The Financial Services Authority has granted a banking license to start-up Metro Bank, which promises to usher in a new era of financial services provision based on old-fashioned deposit-based lending and superior customer service standards.
The new bank plans to open two branches in central London in the next three months, and aims to expand to more than 200 outlets in Greater London within ten years. The high street branches will be supported by a telephone and Internet operation.
Metro Bank has been in gestation for over a year and has so far raised £75 million from private investors to fund the roll-out.

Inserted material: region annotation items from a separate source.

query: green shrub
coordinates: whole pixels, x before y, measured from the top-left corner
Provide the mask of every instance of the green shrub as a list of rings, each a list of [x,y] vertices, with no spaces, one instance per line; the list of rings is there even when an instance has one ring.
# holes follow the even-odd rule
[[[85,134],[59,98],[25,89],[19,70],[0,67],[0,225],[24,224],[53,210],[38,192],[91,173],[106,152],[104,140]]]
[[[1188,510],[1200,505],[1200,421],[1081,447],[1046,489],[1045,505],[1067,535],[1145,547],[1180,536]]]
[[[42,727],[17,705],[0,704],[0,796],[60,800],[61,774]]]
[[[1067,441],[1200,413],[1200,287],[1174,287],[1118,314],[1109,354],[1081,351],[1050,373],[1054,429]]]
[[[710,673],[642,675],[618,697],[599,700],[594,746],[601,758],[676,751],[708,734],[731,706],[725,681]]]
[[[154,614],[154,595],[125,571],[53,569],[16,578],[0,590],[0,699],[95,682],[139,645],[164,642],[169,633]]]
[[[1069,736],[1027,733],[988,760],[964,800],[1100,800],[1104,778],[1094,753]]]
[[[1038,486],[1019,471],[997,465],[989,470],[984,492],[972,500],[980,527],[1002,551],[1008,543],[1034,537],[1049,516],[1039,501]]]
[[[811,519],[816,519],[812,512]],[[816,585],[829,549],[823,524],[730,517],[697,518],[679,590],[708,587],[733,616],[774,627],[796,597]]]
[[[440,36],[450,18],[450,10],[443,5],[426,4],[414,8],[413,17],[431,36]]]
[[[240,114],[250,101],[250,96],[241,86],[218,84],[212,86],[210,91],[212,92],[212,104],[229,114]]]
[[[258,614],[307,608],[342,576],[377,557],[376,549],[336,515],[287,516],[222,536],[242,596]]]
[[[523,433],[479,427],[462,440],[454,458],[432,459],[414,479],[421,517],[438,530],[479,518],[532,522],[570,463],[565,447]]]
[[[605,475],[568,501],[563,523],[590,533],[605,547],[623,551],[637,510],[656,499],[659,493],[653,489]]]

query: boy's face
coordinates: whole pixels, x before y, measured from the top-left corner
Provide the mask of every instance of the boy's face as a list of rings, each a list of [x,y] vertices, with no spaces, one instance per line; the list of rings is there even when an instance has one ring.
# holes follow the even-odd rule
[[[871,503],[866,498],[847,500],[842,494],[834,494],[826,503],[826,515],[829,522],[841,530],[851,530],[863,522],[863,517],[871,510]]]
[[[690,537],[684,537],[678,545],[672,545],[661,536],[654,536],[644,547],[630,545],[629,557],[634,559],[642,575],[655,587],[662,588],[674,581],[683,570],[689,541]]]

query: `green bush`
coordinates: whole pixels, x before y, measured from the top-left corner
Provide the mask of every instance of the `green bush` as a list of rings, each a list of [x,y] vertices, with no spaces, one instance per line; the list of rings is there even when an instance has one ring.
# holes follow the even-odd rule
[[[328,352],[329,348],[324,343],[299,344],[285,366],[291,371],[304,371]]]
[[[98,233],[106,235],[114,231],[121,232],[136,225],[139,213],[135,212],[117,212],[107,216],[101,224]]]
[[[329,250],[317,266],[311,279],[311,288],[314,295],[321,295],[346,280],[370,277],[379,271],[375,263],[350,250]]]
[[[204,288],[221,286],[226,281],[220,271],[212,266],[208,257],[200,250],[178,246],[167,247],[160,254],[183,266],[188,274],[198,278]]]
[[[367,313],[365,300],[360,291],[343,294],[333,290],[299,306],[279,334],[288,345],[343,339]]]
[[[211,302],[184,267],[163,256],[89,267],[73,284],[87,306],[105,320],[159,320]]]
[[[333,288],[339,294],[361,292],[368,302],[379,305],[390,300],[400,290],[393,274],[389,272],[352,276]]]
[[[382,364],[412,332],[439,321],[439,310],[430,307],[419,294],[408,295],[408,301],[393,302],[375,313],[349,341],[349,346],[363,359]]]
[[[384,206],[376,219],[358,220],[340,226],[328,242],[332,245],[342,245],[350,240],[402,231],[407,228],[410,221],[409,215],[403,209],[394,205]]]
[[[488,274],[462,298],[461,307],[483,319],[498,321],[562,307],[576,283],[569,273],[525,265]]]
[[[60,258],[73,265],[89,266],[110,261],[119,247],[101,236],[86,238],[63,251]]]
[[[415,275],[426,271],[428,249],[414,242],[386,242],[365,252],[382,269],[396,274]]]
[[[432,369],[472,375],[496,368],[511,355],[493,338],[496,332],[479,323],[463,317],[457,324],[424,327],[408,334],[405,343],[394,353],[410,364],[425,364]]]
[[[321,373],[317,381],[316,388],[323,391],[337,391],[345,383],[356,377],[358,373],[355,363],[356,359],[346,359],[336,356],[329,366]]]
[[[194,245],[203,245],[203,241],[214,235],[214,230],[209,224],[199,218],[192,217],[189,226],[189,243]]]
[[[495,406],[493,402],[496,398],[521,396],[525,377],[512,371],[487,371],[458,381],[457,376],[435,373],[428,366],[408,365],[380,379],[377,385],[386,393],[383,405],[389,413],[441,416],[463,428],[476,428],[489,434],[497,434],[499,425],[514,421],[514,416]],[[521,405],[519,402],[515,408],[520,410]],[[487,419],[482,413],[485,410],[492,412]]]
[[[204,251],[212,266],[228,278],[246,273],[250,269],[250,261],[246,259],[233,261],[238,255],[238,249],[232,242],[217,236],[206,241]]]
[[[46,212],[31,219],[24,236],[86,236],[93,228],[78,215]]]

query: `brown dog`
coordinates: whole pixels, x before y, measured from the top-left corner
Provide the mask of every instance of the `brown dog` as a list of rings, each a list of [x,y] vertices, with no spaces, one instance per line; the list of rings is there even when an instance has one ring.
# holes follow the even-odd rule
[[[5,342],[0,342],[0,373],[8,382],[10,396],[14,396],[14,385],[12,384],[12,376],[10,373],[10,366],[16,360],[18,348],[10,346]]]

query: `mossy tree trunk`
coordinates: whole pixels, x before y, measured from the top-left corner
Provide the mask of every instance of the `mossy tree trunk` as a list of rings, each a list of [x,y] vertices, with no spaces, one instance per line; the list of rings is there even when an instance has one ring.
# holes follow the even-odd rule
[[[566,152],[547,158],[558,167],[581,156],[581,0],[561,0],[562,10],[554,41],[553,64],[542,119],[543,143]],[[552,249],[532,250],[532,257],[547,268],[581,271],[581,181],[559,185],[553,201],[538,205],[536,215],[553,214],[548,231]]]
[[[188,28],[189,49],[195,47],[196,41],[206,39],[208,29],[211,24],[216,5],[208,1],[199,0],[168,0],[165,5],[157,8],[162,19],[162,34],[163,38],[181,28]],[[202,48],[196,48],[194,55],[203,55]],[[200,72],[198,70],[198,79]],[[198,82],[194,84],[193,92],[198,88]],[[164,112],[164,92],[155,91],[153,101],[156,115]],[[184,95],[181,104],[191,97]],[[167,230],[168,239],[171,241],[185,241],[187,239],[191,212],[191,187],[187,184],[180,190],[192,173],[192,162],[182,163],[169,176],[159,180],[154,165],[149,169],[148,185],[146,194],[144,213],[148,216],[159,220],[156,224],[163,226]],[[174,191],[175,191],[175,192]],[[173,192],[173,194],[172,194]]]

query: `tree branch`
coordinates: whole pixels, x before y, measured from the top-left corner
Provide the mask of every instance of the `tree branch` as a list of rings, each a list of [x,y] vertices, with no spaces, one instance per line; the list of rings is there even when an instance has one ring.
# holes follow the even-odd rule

It is looking to cash in on consumer distaste for traditional banking methods in the aftermath of the credit crunch.
Using the slogan 'Love your bank', the start-up says it will open seven days a week and promises a 15-minute turnaround time for approved account applications over-the-counter.
Anthony Thomson, Metro Bank chairman, says: "With the FSA authorisation of Metro Bank we are entering a new era of banking, one where we go back to a more traditional banking model where customer service is key and there is deposit based lending."
Metro Bank is one of a rash of greenfield operators and non-bank retailers looking to leave a mark on the UK high street.
Virgin Bank is likely to launch later in the year, and earned its own banking license following its recent takeover of regional bank, Church House Trust. In a radical departure from other UK banks, Virgin says it will do away with hidden charges and instead levy a low monthly fee for current account holders.
Virgin Bank chief Jayne-Anne Gadhia, told the BBC: "We want to live up to Virgin's ethos of making sure people aren't ripped off, that they know what they're paying for with no hidden charges and I think that's really important."